The First 40 Years of Childhood Are Always the Hardest

 
 

Why is it, just when we think we’ve got it all figured out, the bottom drops out, and we have to start all over again?  In one of my workshops, a woman in her 50’s asked, “Should I be concerned that I’m still asking myself the same questions the girl in her early 20’s just asked?”   We all laughed, because it did seem absurd that 30 years of living still didn’t provide the bigger answers we all think we need. 

What if we’re designed to live in the questions, rather than have all the answers?  

Who am I? 

What am I here for? 

What am I capable of? 

Is this the happiest I can be? 

Who do I love? 

What do I love? 

What is love?  

Maybe this is why our soul evolvement and integration has never been a linear process.

We would never know our growth is not complete, if we weren’t still seeking better answers to the bigger questions.  
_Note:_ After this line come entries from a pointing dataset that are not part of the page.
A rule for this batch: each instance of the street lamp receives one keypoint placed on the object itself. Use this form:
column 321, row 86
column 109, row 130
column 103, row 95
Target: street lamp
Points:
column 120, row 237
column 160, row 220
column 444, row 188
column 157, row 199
But along the way, boy can we really cause ourselves some unnecessary stress when we think such ludicrous thoughts as, “We should 'be there by now,”  or “We should be over certain things already”, or “We must be doing life wrong.”  

It’s our logical minds that want to believe there's something we can do, and then once we achieve it, we win back our freedom from inner conflict. Our rational reasoning would rather dismiss the cause of conflict all together, and just distract ourselves from the effects. Some of us have paid a heavy cost to a culture of shame that tells us we're not enough yet, we’ve wasted too much time, certain people aren't good enough for us, or life is always going to be this hard and unsafe.

So when, oh when does life ever get easier?

1)  When we ACCEPT that knowing and becoming our most True and authentic selves is a process, not an event. And it's a process that doesn't have a deadline or an end point, if you're doing it right. Question:  If I used this opportunity to grow, what would I do?

 2) When we stop trying to achieve perfection in life, and learn to experience and enjoy the WHOLENESS of life. Understanding that failure, pain and fear are all essential, beneficial catalysts for us to truly know success, joy and Love. Question:  What is the benefit of this moment for me?  

3) When we begin LOVING ourselves through the ups and downs, instead of doubting, blaming, shaming and abusing ourselves.  Question:  Where am I withholding love from myself or others? 

It really doesn't have to take 40 years to begin practicing and living these 3 life-altering steps. It’s just for some of us, it has taken 40 years of failing to find the answers, to realize the very best stuff lies in our questions.